Copyright: Max-Planck-Institut für Ornithologie / Comparative Cognition Group
Seewiesen (Deutschland) – Nicht nur wir Menschen können, so wir wollen, zumindest gegenüber unseren Artgenossen oder auch anderen Lebewesen hilfsbereit und tolerant sein. Vergleichbares Verhalten und damit einhergehende geistige Fähigkeiten wurden auch schon bei anderen Primaten, Delfinen und Rabenvögeln beobachtet. Jetzt haben Ornithologen Hilfsbereitschaft und Toleranz erstmals auch bei Papageien nachgewiesen.

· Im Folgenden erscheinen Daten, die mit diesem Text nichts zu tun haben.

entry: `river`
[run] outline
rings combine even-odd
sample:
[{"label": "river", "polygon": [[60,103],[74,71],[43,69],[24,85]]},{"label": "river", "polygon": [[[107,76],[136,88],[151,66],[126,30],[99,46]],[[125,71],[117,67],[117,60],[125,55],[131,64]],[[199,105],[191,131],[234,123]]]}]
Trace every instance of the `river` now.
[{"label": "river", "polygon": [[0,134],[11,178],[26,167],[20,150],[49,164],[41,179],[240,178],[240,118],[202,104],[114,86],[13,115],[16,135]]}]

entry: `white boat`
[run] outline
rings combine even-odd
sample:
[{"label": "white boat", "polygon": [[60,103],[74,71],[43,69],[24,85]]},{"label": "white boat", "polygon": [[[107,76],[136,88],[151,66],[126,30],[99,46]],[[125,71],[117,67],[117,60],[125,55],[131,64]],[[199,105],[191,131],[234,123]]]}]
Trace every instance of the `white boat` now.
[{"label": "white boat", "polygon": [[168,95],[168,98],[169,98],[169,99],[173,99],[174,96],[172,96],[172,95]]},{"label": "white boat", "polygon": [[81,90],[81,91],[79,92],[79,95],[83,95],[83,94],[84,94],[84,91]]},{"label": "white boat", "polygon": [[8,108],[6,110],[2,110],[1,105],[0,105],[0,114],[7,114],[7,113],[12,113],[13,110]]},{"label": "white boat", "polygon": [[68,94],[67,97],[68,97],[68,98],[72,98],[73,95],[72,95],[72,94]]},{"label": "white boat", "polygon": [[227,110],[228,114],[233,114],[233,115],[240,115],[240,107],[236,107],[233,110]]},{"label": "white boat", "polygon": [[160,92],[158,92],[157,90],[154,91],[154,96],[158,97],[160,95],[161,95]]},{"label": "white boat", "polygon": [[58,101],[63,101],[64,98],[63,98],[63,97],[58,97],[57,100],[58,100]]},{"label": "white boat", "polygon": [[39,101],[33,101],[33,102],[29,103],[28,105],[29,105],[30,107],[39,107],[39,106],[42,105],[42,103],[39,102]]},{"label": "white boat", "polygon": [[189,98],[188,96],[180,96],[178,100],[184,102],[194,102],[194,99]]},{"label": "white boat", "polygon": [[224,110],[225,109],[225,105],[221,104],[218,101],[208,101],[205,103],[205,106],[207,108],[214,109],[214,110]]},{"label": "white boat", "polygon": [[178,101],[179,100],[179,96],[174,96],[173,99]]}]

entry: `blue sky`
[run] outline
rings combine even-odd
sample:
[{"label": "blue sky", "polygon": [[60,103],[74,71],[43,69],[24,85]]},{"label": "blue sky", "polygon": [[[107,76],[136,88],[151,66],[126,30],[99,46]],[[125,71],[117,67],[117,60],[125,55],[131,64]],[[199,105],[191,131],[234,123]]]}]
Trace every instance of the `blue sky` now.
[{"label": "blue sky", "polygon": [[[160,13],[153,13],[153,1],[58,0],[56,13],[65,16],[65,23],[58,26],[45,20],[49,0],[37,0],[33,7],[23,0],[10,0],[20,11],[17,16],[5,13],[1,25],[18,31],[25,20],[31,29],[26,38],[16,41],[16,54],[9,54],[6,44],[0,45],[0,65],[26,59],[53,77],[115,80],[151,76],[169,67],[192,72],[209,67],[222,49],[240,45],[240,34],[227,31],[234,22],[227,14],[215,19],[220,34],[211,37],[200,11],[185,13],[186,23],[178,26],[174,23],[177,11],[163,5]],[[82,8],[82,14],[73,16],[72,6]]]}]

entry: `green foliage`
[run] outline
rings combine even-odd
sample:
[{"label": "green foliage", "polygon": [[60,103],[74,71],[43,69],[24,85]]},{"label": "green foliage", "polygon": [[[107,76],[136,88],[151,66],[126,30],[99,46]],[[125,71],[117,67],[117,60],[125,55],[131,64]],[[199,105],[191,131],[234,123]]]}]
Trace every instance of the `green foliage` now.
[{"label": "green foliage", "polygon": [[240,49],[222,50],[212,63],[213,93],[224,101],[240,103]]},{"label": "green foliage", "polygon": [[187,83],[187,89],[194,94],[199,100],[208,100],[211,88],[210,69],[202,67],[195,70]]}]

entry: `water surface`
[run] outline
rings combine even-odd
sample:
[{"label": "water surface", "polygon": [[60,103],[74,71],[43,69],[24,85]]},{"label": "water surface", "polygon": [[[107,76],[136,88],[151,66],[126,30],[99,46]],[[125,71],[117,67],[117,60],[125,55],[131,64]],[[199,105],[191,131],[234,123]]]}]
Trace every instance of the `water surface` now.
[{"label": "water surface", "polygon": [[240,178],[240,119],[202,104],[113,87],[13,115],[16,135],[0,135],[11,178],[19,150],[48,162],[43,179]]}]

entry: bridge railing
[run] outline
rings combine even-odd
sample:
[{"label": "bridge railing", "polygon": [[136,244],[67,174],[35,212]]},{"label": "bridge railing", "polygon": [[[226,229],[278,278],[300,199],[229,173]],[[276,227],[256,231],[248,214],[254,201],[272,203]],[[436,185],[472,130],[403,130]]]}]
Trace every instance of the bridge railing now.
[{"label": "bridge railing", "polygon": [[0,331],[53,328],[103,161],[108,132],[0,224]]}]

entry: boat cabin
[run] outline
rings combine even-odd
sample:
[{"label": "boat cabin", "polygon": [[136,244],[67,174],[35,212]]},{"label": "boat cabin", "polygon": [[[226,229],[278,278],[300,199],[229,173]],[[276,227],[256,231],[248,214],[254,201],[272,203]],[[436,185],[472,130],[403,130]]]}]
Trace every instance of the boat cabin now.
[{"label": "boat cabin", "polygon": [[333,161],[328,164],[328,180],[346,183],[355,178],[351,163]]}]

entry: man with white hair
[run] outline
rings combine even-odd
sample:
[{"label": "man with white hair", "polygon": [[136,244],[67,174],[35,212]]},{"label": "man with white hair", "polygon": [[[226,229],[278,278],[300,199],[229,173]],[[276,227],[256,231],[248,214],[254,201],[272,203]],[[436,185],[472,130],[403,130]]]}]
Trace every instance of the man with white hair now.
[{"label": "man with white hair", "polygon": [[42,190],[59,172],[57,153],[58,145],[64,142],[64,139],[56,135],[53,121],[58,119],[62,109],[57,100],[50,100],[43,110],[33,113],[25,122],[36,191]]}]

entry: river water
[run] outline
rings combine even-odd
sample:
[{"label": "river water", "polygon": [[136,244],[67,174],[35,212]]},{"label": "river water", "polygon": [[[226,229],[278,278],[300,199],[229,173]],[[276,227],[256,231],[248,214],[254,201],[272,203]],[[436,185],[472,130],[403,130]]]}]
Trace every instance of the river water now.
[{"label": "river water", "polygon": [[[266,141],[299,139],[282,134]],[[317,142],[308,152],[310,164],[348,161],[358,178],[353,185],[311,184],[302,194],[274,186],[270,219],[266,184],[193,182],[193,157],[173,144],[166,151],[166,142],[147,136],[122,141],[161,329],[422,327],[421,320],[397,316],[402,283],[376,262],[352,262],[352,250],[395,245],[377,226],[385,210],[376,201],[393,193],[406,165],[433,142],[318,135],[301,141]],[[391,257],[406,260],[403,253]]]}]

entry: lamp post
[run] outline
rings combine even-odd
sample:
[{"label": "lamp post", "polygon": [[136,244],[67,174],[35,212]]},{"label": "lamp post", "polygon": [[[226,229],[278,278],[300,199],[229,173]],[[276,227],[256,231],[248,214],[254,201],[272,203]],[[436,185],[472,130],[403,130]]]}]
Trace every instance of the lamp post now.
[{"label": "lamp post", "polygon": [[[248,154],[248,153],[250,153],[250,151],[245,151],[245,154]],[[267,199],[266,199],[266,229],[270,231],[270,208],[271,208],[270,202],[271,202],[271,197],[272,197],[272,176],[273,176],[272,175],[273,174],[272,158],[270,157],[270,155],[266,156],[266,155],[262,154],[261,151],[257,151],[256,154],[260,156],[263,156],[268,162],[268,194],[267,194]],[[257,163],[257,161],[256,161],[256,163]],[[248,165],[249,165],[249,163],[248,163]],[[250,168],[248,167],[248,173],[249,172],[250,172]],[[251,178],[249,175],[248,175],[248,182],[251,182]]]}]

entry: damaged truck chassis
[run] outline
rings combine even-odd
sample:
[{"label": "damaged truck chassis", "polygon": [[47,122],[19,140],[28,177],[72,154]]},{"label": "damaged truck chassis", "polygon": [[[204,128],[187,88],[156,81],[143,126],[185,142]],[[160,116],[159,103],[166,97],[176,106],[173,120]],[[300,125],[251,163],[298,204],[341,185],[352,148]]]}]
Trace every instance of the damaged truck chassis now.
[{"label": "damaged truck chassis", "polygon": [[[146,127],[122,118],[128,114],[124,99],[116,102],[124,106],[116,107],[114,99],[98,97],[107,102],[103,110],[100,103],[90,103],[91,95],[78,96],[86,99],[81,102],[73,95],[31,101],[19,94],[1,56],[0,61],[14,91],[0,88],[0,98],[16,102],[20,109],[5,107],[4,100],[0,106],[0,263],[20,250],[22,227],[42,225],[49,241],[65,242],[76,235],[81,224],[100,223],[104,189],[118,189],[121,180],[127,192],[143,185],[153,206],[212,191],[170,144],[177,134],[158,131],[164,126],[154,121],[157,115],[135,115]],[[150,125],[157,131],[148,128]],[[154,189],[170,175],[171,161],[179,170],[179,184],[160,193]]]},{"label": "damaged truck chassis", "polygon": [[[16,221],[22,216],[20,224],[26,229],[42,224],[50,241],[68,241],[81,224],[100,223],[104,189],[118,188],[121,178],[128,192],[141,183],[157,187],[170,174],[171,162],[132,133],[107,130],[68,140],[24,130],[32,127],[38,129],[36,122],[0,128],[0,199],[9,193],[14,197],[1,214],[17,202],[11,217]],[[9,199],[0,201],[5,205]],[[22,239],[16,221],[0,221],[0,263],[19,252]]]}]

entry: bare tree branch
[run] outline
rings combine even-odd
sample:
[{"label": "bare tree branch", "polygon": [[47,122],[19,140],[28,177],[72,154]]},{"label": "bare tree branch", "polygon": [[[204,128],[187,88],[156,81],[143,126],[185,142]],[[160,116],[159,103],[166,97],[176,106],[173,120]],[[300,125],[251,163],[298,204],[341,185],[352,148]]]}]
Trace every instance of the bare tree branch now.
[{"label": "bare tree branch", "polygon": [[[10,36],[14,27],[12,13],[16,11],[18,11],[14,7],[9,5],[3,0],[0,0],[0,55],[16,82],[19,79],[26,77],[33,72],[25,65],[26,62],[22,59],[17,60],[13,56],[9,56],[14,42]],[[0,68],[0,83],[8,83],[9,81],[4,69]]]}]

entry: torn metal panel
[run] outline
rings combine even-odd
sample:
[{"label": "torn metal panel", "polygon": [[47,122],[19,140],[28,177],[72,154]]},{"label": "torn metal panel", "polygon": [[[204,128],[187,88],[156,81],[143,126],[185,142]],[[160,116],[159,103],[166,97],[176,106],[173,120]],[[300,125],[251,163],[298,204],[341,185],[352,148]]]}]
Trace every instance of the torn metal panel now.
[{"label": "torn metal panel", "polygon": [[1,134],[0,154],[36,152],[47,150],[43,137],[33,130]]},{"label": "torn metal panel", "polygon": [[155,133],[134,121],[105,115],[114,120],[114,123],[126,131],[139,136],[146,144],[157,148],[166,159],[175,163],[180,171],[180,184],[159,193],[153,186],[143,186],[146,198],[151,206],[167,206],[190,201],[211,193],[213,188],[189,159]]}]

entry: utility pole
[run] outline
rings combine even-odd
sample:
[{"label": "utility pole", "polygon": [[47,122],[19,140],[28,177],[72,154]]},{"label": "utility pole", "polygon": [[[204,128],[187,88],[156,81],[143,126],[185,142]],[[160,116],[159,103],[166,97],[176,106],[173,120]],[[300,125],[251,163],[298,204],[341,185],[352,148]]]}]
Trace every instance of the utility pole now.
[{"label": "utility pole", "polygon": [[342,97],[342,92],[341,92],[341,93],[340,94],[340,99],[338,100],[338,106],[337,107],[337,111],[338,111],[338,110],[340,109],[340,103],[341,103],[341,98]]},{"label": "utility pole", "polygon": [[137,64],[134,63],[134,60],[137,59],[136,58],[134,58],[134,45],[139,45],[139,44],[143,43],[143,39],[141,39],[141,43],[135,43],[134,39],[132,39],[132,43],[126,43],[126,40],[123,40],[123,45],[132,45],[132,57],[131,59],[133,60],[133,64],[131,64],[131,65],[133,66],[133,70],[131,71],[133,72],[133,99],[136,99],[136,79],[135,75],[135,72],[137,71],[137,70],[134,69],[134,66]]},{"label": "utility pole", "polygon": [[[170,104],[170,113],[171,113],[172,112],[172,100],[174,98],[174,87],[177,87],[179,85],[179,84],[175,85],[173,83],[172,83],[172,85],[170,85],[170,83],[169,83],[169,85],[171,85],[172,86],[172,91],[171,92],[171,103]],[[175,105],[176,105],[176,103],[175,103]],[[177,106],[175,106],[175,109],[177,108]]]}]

Tatsächlich steht die Intelligenz von Papageien für Vogelkundler grundsätzlich nicht mehr in Frage. „So konnte der Graupapagei Alex, der mit rund 500 Wörtern kommunizierte, Fragen beantworten und spontan Objekte klassifizieren“, berichtet die Pressemitteilung des Max-Planck-Institut für Ornithologie in Seewiesen. Forscherinnen um Désirée Brucks und Anastasia Krasheninnikova von der Außenstelle des Instituts auf Teneriffa haben nun nachgewiesen, dass Papageien auch ein hohes Maß sozialer Intelligenz und Hilfsbereitschaft aufweisen: „Die Vögel helfen Artgenossen, selbst wenn sie keine sofortige Gegenleistung für ihre Hilfe erhalten. Darüber hinaus erwidern sie Gefallen und reagieren nicht mit Neid, wenn Artgenossen eine größere Belohnung erhalten als sie selbst. Geistig sind Papageien damit auf dem Niveau von Rabenvögeln, Delfinen und Primaten.“
In den vorangegangenen Experimenten hatte etwa das Graupapageien-Weibchen Bella gelernt, metallene Wertmarken gegen eine Futterbelohnung eintauschen zu können, während sie in einer Plexiglas-Kammer sitzt. Einziges Problem und Interesse der beobachteten Forscher: Das Loch in dieser Kammer, durch das der Tauschhandel stattfindet, wurde versperrt. In der direkt benachbarten Testkammer allerdings wartete ihre Freundin Kimmi, deren Öffnung für den Austausch Marke gegen Futter ist offen. Aber Bella sieht, dass Kimmi keine Wertmarken bekommt. Was wird sie tun?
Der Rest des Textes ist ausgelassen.